The legislation is a U-turn from D.C.’s Office of Tax and Revenue’s (OTR) new policy regarding building classification, which went into effect Oct. 1 alongside a number of other tax changes. Prior to OTR’s autumn rule change, conversion projects could be classified as residential properties at the point of permit issuance, granting them tax relief from the start of the project. It was not immediately clear why OTR opted to change the policy in the first place, though Mendelson’s bill claims that it could negatively impact residential development, as conversion projects often take “years to complete.”

“[OTR’s] policy contradicts the goals of the Housing in Downtown Program, which seeks to revitalize downtown by incentivizing the conversion of vacant or underutilized office buildings into residential properties,” the legislation reads.

Councilmember Mendelson was not immediately available for further comment, though he clarified to the council on Tuesday that the legislation includes a “claw-back provision,” which allows the city to reinstate the commercial property tax rate if a project does not begin construction within roughly three years.

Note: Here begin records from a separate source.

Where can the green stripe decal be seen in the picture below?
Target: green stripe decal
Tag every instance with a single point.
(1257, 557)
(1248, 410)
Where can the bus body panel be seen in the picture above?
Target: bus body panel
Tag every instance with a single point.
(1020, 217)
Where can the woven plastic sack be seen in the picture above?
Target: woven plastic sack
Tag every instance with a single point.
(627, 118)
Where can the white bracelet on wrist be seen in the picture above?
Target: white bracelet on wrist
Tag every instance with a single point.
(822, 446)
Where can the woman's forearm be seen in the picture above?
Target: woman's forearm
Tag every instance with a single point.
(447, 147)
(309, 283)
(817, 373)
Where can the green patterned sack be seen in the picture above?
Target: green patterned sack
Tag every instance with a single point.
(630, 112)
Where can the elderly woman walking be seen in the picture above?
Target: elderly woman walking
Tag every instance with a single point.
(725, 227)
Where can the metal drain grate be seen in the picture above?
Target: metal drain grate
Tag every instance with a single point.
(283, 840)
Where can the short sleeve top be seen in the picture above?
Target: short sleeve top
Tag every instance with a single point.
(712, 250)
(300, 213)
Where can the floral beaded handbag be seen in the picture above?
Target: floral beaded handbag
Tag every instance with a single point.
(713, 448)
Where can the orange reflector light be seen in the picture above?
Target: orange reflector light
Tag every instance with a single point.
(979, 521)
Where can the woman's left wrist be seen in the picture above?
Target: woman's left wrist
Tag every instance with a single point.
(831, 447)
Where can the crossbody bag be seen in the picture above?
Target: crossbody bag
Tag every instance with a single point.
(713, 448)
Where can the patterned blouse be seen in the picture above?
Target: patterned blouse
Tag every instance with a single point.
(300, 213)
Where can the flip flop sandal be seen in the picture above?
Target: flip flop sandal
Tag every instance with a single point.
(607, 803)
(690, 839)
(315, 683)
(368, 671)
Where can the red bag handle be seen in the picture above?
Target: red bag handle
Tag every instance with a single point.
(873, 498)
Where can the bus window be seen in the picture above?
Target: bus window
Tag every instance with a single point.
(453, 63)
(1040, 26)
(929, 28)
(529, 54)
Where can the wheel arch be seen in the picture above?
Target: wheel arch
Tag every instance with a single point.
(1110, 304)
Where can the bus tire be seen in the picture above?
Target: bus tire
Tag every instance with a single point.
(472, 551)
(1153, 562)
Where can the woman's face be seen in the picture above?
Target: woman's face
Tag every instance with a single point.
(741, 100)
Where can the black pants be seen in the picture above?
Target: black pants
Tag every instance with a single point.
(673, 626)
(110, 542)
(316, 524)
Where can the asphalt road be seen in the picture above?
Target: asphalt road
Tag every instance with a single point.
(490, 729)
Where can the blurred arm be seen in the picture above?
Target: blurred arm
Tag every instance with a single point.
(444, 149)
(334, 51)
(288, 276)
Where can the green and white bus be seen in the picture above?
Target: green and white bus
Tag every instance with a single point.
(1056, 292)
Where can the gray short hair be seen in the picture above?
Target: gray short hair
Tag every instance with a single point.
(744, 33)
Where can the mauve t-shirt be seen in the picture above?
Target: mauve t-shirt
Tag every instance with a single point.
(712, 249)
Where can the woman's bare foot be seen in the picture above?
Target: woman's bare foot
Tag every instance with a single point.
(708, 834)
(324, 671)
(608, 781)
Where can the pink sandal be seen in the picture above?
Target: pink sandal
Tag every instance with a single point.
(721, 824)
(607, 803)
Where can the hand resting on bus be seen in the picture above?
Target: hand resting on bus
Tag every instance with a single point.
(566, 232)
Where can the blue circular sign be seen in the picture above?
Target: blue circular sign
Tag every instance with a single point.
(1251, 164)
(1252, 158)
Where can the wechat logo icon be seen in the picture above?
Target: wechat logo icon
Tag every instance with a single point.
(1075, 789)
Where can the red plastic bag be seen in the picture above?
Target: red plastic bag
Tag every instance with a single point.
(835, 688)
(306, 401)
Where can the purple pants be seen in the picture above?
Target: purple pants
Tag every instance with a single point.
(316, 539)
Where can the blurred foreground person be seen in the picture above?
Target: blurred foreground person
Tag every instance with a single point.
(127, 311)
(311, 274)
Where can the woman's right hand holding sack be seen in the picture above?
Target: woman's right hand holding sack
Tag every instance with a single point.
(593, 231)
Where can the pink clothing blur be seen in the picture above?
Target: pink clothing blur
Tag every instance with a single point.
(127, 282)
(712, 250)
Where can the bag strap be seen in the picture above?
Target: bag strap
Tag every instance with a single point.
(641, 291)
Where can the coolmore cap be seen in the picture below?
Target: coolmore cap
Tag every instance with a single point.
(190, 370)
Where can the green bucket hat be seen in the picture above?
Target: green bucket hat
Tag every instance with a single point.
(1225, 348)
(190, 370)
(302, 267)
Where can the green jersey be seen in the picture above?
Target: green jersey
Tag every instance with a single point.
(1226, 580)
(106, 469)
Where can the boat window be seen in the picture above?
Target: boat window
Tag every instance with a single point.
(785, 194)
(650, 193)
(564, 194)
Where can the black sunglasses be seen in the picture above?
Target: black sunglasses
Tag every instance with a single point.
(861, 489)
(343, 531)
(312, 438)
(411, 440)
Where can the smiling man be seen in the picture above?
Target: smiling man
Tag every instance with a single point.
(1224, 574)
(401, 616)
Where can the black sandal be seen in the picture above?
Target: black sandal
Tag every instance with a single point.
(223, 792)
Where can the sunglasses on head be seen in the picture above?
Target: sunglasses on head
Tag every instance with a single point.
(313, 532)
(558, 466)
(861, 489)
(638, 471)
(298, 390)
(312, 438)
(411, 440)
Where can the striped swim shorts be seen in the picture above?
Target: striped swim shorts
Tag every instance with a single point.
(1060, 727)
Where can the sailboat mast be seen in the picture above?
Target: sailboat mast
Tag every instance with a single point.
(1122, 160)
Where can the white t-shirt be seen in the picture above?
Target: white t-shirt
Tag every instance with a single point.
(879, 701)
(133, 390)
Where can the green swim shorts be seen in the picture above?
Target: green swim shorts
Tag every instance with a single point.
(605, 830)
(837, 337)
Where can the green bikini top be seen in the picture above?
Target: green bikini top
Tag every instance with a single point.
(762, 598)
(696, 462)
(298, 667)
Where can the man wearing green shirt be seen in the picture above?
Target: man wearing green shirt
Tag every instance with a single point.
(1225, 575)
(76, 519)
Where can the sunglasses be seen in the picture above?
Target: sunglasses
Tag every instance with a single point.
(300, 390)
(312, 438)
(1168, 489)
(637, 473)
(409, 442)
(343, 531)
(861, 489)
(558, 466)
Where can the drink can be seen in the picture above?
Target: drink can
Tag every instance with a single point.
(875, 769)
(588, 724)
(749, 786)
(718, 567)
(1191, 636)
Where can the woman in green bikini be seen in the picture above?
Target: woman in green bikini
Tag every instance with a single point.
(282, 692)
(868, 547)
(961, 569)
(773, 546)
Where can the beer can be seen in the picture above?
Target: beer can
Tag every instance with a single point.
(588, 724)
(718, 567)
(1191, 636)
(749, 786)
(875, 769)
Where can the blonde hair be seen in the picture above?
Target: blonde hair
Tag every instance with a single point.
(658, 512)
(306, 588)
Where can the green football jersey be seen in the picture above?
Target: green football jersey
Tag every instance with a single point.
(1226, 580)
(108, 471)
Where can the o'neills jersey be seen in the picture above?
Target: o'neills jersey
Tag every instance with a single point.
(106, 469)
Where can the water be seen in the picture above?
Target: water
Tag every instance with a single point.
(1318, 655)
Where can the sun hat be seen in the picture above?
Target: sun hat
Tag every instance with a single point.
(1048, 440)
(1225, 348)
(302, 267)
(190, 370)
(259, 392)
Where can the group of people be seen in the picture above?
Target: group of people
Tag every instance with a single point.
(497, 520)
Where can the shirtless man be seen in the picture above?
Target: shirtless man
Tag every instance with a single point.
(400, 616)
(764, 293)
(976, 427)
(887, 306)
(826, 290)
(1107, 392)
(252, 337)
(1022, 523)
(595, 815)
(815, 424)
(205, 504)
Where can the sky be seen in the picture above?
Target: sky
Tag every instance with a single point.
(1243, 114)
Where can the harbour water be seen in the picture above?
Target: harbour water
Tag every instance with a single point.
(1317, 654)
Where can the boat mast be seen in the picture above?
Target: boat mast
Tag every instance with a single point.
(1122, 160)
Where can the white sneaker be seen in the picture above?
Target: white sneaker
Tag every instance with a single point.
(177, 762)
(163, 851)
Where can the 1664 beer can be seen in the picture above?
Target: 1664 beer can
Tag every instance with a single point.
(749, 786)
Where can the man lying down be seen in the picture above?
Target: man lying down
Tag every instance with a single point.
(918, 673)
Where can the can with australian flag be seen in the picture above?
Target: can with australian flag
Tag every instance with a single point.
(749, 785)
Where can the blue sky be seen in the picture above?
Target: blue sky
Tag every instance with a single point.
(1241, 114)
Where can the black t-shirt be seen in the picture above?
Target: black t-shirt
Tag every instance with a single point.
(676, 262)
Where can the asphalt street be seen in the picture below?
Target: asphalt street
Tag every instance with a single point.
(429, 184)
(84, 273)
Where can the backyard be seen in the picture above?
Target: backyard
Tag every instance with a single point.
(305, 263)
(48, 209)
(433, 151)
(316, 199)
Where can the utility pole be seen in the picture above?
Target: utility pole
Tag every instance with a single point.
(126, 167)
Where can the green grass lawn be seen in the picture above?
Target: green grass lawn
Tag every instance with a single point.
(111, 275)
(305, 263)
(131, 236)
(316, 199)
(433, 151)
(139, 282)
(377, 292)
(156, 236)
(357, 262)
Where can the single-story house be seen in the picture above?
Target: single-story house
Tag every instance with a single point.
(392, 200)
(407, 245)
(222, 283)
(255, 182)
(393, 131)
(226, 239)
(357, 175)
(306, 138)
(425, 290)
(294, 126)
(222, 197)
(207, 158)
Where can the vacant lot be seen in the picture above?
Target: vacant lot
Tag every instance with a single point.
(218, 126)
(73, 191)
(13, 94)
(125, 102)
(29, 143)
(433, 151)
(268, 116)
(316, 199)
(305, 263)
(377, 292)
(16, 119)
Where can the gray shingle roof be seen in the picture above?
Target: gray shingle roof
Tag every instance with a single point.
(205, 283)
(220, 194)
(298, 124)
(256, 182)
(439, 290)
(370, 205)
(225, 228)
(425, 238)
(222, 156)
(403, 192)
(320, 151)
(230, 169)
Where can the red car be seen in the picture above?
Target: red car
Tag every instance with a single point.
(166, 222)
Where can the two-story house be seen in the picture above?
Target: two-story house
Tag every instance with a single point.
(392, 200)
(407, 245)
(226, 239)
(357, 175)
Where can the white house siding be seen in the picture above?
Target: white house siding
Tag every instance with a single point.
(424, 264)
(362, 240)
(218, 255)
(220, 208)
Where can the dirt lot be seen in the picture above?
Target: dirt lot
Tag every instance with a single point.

As of early September, there were 12 conversion projects in the pipeline in Downtown D.C., according to Bowser’s office. That includes 615 H Street NW, planned for 72 units; 1625 Massachusetts Avenue NW, set to deliver 157 units; and 1825 and 1875 Connecticut Avenue NW, with 525 units expected between the two buildings. The three projects were chosen by the Bowser administration in October to receive 20-year tax abatement under the Housing in Downtown Program, 

Although their property tax bill has been delayed due to the abatement, the project at 615 H Street NW is still designated as a vacant lot, while the latter two projects are still both currently classified as commercial properties, per OTR’s assessment database.